Caloric deficit? Is it good or bad?..and do we need it to lose fat?
- Fanni Sampson
- Oct 16, 2024
- 3 min read
First Of All, Let’s Clarify That Your Goal Is To Lose Body Fat And Not Weight.
Anyone can move the needle on the scale by peeing, going #2 or starving themselves for a few days.
If you are losing weight this way, that means you are losing water, muscle and bone density.
Your goal should be to lose body fat and gain muscle mass. (PERIOD.)
Getting bulky and big? I promise you (women!), you will not be able to gain more than a couple of pounds of lean muscle mass. (It is actually really hard with our female hormones!) - But this will be a whole separate post on another day.
When it comes to training styles, there are 3 big buckets. 1. Strength Training (making your muscles stronger) 2. Hypertrophy (making your muscles bigger /increasing lean muscle mass) 3. Endurance (making your muscles work for a long period of time (lots of repetition) with small resistance- like running)
In the next post I will be comparing these training styles and emphasizing the difference between them, but for here, I want to talk more about hypertrophy training - aka. body recomposition!

Hypertrophy:
Gaining muscle mass is about volume (reps) and effort (weight).

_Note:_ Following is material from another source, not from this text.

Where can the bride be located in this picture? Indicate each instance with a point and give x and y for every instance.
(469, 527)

This means that you don’t need to push a whole lot of weight until your veins pop, but rather pick an intensity (weight) that you can push 8-12 times and the last reps come close to failure.
For example, if you pick a weight that you can only repeat a movement with less than 8 times, you are gaining strength. This will not help you build larger muscles, only stronger ones.

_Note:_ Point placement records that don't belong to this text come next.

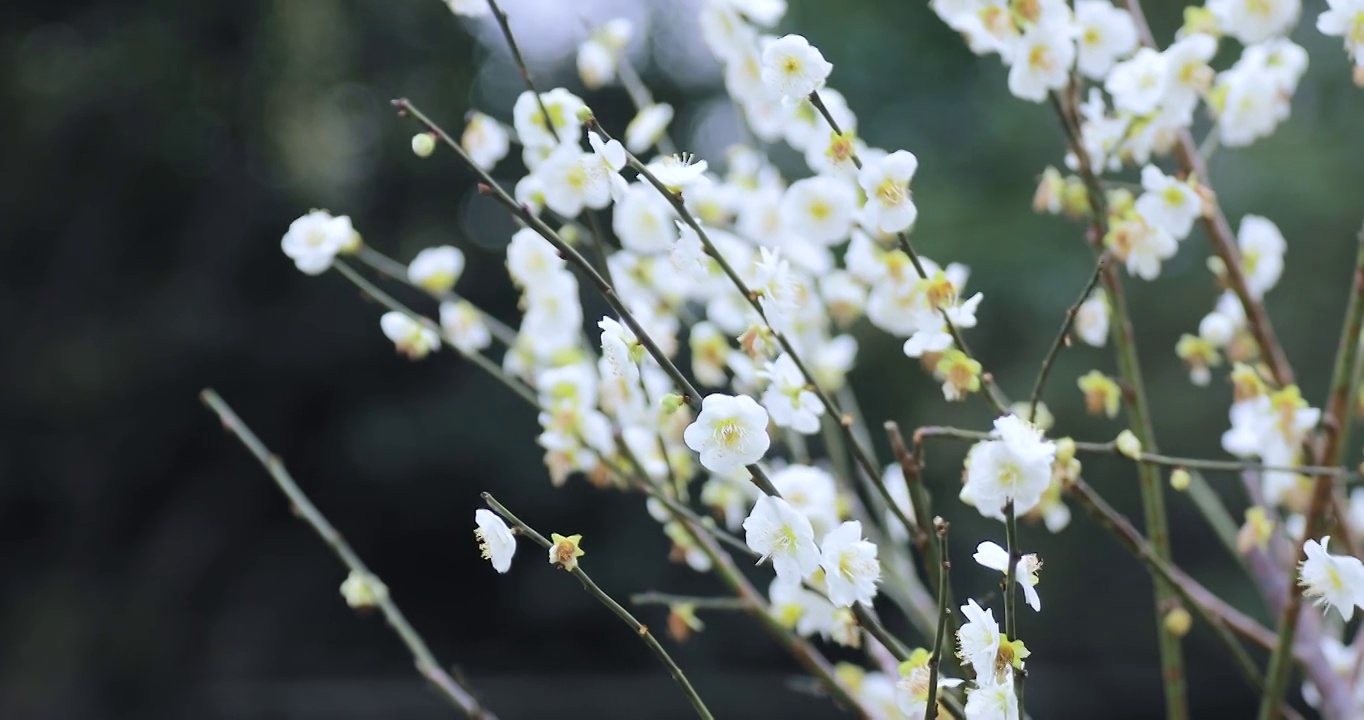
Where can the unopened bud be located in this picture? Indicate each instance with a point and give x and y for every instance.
(1179, 622)
(671, 402)
(565, 551)
(423, 145)
(1128, 445)
(363, 591)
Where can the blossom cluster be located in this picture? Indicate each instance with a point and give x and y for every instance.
(757, 282)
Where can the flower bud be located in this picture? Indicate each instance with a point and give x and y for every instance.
(423, 145)
(1128, 445)
(363, 591)
(671, 402)
(1179, 622)
(565, 551)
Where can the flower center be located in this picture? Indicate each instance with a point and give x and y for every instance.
(891, 192)
(1040, 57)
(730, 434)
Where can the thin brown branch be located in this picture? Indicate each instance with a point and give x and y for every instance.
(452, 687)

However, if you pick a weight that you can do more than 15 repetitions with, you are building endurance rather than muscle mass!
So, it is very important to pick the correct weight (effort) that gives you enough resistance to work your 8-12 reps with.
RIR (Rest In Reserve) is an important part of Hypertrophy training. You want to put in effort (proximity to failure) but have a few reps left in the tank. This way you are exhausting the targeted muscle group providing what it needs to increase in size.
You are also going to need to be in caloric surplus or at least slightly above maintenance. This is the only way you increase tissue size. If you don’t eat, muscles won’t grow from thin air. (Increase protein to at least 0.8g/ lbs of lean body mass).
To recap: (screenshot this)
Training frequency (same muscle groups trained in every 3-4 days)
Training close to failure (literal failure, not just until it feels ‘hard’)
Caloric surplus (slight surplus with the focus on protein)
3-5 sets 8-15 repetitions (volume). (Work the same muscle groups with different exercises - more to come on this topic!)
If you made it this long and not here for bigger biceps, you are probably asking, “How the hell am I losing body fat here?”
BMR (Basal Metabolic Rate) is the number of calories you burn as your body performs basic (basal) life sustaining functions. Just as breathing, growing hair or blinking (your organs do much more). This BMR is highly impacted by how much muscle mass you have. The more muscle your body has, the more energy it takes to keep it alive. (= burning more calories for you!)
Fun fact! - you only burn about 10% of your daily caloric expenditure during your workout!
Furthermore, being on a high protein diet, helps you burn even more calories because it takes more energy to digest protein!
So the easiest way for you to achieve that ‘toned’ look and lose body fat, is to fuel your body with nutritious food, challenge it with lifting weights to failure, gain muscle mass and let your body burn all the fat because it will need to energy to build some muscles.
Stop being a cardio bunny and starve yourself. It won’t work.